When the 2020-21 season started, we all got a curveball regarding the fate of Morin, it was announced he was going to switch to forward for the season. Now, at face value, it’s a totally bizarre move, but the thinking was clever. The defense on paper should have been deep, thus leaving no room for Morin, but the front office still wanted to utilize his size and physicality. But none of that ended up working out. The defense has been a weak spot for the Flyers all season and Morin’s transition to forward just didn’t go well. He wasn’t adjusting to his new position and after four games and the returning forwards from covid reclaiming their spot, he was sent back to the Phantoms.

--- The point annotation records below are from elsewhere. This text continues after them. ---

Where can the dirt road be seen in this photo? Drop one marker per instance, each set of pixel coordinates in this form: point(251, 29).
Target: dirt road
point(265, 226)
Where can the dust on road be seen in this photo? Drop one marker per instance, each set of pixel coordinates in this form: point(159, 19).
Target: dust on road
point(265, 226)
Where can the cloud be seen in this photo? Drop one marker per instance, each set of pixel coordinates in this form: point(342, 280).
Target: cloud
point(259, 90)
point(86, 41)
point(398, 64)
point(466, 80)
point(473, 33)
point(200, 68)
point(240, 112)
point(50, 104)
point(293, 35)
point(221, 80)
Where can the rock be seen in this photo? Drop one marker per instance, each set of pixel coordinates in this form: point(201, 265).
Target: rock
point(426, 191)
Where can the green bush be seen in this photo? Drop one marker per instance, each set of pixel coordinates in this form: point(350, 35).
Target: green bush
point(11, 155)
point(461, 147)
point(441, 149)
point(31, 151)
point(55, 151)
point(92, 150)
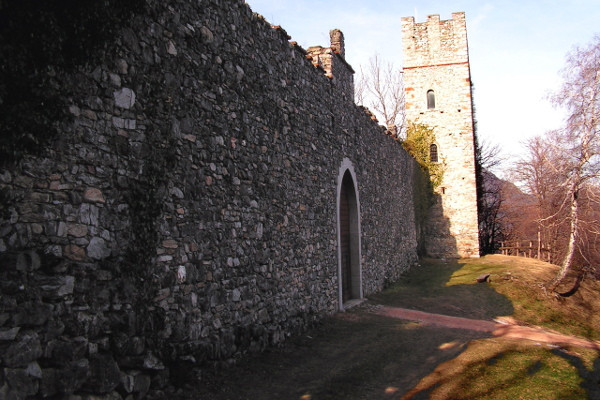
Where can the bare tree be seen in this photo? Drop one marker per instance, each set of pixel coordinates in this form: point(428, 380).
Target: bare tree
point(576, 148)
point(489, 197)
point(380, 87)
point(538, 177)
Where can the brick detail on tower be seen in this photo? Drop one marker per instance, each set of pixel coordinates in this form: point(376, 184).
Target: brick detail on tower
point(436, 65)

Due to the lack of bodies in Lehigh Valley, Morin was deployed as a defenseman by head coach Scott Gordon and Morin played well at his natural position, so well in fact, that he earned another call up, this time as a defenseman.

He returned to the Flyers’ lineup as the team was hitting rock bottom against the Rangers on March 25. He played well from a defensive perspective and even KO’d Brendan Lemieux in a fight late in the game. He ultimately got fined for the fight, and Lemieux got traded to the Kings two days later, probably out of sheer embarrassment.

Then on Saturday, the unexpected happened- The Flyers played kinda well. The game was tied 1-1 late in the third period when Samuel Morin sent a shot toward the net that snuck past Igor Shesterkin. His reaction, as well as his teammates, told the story. The excitement that poured from Morin and the other four skaters on the ice was a level of emotion that we haven’t seen from anybody on the team in a long time. The Flyers held on and Morin’s goal stood as the game winner.

2,827 days after he was drafted he scored his first NHL goal. The man who had overcome two ACL tears in 19 months, got called up and sent down more times than one can count, was written off as a real option from most of the fanbase, transitioned to forward, returned to defense and scored a goal which stood as the game winner that ended a stretch of some of the worst hockey in Philadelphia Flyers franchise history.

Will the Flyers build off the story book moment? Time will tell, but Morin’s story is incredibly uplifting and should be able to light a fire under even the darkest of situations. Morin wrote in his letter that he had the drive and mindset to overcome his setback, and he was absolutely right. “It’s the best moment of my life” he said in his postgame interview after he took a lap on the Wells Fargo Center ice, being named the first star of the game. It’s a story eight years in the making with hopefully no end in sight, but even if it was just for an instant, Samuel Morin was king for a day, and that moment made everything worth it.